Unlike SALEFORM 2012 but similar to other BIMCO standard contracts, Part I of SHIPSALE 22 contains the standard box layout setting out information such as the parties’ details, amounts and inspection arrangements, which allows the parties to locate the key information easily and for fewer amendments to be made to the Part II text. The substantive provisions are set out in Part II, followed by two annexes with the delivery documents and the excluded items.

In addition, the clauses have been arranged in such a way as to ensure that SHIPSALE 22 follows the typical chronology of a sale and purchase transaction, which makes the standard form more reader-friendly.

Apart from the layout changes, SHIPSALE 22 contains some revisions to the existing wording and new clauses in response to the latest developments in market practice. Some of the noteworthy changes are set out below.


SALEFORM 2012 does not provide for a mechanism governing subjects to effectiveness of the agreement. In practice, the parties often deal with conditions precedent prior to signing the memorandum of agreement (in exchanges on terms and the recap) and such that the deal is unconditional by the time of signing. One of the notable additions in SHIPSALE 22 is the subjects clause, which allows the parties to set out in the agreement itself any conditions that are still to be fulfilled before it becomes effective. In the event that any conditions are not fulfilled by the specified date, the agreement will be null and void automatically. Where parties decide to include subjects in the memorandum of agreement, it is important to stipulate clearly which party is responsible for fulfilment of the subjects and how to confirm that they have been fulfilled.

Performance guarantees

In a ship sale and purchase transaction, it is not uncommon for the performance of one or both the parties (in particular buyer-side) to be guaranteed by another entity, in particular where the party in question is a single-purpose entity. To facilitate documentation of the performance guarantee in one single document, SHIPSALE 22 includes a signature field and a statement from each relevant guarantor that it shall guarantee the performance of the obligations of the seller or the buyer (as the case may be) in accordance with the agreement.

Deposit and payments

Revisions have been made to the deposit clause in SHIPSALE 22, in particular to refer to a deposit holding agreement, which shall set out the basis on which the deposit will be received, held and released by the deposit holder.

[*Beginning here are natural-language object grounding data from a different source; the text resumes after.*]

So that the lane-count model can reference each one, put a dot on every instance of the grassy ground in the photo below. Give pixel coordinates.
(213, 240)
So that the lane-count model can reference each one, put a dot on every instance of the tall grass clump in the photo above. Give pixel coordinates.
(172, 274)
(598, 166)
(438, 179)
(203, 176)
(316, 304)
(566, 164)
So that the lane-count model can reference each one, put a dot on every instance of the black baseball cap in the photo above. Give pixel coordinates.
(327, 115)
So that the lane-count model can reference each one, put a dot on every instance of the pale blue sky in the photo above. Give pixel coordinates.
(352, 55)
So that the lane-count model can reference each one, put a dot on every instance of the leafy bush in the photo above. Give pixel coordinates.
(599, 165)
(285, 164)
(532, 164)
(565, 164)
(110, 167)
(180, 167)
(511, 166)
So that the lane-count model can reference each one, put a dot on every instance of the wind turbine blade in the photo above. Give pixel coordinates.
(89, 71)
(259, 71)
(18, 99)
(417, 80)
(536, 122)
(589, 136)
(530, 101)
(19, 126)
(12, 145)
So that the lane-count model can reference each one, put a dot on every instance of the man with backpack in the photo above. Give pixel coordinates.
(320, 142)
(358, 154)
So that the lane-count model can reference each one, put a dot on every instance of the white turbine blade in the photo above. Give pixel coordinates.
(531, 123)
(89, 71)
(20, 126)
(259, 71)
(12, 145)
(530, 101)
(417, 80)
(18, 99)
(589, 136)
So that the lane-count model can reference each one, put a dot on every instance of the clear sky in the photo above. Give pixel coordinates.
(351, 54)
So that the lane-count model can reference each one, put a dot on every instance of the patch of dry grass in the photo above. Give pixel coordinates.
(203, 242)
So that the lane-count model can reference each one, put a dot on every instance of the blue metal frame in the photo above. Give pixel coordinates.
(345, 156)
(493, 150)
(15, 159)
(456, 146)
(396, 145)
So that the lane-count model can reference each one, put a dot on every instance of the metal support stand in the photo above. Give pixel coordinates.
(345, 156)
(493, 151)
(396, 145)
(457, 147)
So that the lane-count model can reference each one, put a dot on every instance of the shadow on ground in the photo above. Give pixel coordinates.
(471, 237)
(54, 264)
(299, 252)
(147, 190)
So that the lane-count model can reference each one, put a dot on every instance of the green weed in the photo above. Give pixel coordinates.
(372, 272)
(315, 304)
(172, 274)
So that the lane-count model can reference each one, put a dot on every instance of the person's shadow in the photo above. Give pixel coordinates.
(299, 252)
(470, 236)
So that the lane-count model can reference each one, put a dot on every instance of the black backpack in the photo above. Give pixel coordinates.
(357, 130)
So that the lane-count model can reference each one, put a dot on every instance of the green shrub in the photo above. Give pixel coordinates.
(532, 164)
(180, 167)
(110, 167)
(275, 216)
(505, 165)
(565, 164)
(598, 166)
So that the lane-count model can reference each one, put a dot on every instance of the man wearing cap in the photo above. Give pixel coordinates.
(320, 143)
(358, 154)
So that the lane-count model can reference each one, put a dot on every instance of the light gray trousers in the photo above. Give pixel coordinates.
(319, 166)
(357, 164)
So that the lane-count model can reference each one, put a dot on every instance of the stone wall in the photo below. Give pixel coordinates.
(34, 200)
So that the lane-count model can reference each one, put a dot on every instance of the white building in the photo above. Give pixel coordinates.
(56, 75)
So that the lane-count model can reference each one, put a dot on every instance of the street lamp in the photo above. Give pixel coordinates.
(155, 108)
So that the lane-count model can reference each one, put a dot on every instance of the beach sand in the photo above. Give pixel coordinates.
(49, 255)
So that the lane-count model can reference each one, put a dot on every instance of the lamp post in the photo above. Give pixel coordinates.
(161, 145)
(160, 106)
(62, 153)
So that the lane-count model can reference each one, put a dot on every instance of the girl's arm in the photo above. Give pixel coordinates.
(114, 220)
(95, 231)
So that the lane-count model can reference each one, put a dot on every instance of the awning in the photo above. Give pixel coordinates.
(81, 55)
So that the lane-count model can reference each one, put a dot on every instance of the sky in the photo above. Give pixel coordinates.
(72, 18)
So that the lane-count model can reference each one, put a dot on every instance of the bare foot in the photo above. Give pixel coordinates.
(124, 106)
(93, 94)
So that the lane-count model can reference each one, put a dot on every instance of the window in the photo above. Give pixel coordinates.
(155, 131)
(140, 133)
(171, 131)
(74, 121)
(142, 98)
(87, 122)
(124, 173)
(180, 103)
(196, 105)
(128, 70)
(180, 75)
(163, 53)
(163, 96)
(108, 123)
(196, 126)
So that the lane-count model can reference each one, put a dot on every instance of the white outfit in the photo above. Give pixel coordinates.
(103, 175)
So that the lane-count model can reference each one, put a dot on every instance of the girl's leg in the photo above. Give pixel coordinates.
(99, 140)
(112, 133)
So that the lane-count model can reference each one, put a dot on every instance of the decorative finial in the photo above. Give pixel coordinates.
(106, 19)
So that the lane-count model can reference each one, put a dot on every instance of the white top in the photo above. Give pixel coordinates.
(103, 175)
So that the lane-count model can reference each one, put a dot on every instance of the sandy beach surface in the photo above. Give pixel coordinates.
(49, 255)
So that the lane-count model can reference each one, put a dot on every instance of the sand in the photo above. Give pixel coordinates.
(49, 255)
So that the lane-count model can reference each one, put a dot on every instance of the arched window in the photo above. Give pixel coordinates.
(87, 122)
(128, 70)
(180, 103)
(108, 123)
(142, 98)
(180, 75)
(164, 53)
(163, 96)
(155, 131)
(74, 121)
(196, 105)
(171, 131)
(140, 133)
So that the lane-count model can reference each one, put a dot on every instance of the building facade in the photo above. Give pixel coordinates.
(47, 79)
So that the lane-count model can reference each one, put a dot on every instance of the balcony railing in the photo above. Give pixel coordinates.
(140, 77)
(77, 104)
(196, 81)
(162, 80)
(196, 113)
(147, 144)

Further, the concept of disruptive banking events has been added to SHIPSALE 22. The deposit clause provides that a grace period of two banking days will be given to the buyer if the deposit holder’s receipt of the deposit is delayed by certain disruptive banking events, which might, for example, include delays due to bank sanctions checks.

SHIPSALE 22 also contains a gross-up clause, which provides that the paying party shall gross up the relevant payment so as to ensure that the other party receives and retains the full amount where the paying party is required by applicable law to make any deduction or withholding in respect of such payment.

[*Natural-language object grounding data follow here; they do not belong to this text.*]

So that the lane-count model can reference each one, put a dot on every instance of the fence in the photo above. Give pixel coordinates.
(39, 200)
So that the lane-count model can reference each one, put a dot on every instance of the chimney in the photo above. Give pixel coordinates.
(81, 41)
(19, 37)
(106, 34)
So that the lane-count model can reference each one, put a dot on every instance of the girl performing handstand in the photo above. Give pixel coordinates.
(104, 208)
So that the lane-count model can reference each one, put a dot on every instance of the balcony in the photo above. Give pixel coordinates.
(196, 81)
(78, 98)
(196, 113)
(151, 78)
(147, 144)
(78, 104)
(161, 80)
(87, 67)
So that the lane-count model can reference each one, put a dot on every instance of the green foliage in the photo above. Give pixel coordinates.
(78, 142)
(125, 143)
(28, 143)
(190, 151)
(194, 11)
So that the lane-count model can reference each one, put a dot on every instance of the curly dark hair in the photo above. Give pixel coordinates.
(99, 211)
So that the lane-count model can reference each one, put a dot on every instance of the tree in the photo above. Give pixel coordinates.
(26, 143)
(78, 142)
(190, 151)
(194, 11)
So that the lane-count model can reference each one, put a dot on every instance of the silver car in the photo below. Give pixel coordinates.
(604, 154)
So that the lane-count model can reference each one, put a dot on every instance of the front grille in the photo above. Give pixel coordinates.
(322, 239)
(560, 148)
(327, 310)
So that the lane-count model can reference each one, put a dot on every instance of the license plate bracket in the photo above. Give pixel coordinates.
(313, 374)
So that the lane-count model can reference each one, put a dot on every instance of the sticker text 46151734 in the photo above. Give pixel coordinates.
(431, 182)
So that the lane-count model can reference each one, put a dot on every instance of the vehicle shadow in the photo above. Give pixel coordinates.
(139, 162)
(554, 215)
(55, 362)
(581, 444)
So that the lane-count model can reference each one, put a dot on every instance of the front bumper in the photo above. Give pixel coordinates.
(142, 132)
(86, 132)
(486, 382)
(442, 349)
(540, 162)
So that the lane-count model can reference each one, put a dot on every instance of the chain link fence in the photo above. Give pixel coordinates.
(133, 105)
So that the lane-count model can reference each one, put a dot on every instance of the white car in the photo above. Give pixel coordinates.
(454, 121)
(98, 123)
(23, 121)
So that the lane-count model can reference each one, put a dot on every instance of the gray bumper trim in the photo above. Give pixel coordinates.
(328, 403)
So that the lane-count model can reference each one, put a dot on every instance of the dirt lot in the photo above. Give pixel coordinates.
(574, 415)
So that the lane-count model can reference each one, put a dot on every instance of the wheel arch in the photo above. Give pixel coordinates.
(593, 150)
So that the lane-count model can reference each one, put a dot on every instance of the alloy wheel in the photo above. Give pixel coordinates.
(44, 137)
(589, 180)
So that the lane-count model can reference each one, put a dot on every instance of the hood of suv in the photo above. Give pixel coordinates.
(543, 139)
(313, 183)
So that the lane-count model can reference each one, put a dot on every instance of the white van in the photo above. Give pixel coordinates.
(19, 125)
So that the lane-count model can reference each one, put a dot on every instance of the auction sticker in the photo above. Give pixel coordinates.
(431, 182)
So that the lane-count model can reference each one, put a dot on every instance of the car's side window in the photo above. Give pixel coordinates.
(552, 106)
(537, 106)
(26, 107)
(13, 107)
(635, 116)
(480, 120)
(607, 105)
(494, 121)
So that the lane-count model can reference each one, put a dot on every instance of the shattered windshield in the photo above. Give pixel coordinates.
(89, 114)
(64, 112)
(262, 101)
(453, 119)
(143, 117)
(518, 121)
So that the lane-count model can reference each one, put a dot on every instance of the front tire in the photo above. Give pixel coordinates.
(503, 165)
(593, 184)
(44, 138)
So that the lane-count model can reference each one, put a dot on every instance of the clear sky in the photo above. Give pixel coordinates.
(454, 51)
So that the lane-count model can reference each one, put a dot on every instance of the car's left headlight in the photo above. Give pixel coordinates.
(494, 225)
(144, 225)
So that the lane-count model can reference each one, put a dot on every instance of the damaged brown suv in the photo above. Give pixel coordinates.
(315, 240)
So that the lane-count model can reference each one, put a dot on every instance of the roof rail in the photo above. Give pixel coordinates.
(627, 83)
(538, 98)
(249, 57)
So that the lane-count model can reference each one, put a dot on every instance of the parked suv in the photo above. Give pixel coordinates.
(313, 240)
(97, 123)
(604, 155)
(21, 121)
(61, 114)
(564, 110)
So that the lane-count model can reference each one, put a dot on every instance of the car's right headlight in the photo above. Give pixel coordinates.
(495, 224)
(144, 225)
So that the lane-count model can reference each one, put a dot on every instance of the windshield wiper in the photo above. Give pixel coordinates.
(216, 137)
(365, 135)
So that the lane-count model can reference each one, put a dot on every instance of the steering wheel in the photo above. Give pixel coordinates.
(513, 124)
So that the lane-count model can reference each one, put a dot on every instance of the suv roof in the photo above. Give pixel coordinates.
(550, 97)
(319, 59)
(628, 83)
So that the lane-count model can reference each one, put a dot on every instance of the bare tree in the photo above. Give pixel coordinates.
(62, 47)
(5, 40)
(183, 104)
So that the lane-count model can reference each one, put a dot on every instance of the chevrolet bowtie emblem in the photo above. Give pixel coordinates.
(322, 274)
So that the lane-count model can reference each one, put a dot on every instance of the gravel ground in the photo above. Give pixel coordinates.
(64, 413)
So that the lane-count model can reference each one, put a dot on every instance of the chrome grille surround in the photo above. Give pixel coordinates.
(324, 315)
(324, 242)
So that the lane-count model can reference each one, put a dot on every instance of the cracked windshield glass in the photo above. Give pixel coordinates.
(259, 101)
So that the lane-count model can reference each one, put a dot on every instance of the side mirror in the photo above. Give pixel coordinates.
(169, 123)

SALEFORM 2012 allows the parties to opt for (i) an outright sale, with inspection of the vessel and its classification records having been completed before the agreement is entered into, or (ii) a sale subject to the buyer’s right to conduct a pre-delivery inspection. SHIPSALE 22 provides an option (iii), namely an outright sale, the buyer having waived its right to inspect the vessel and its classification records, which may be agreed in a seller’s market or for certain types of sale and leaseback transactions and distressed sales. Of course, the buyer may still want to inspect the classification records.

Where option (ii) above is chosen, the buyer’s right of inspection is (at least now on paper, reflecting market practice as the usual scope of inspection) narrower under SHIPSALE 22. The inspection under SHIPSALE 22 is to be done “without testing of the Vessel’s engines, machinery, equipment or systems”, rather than “without opening up” under SALEFORM 2012.

It is worth noting that, unlike SALEFORM 2012, which contains a default position, SHIPSALE 22 does not stipulate which of the three alternatives applies in the event that the parties fail to make a selection. Therefore, it is important for the parties to make sure that the relevant box is filled in.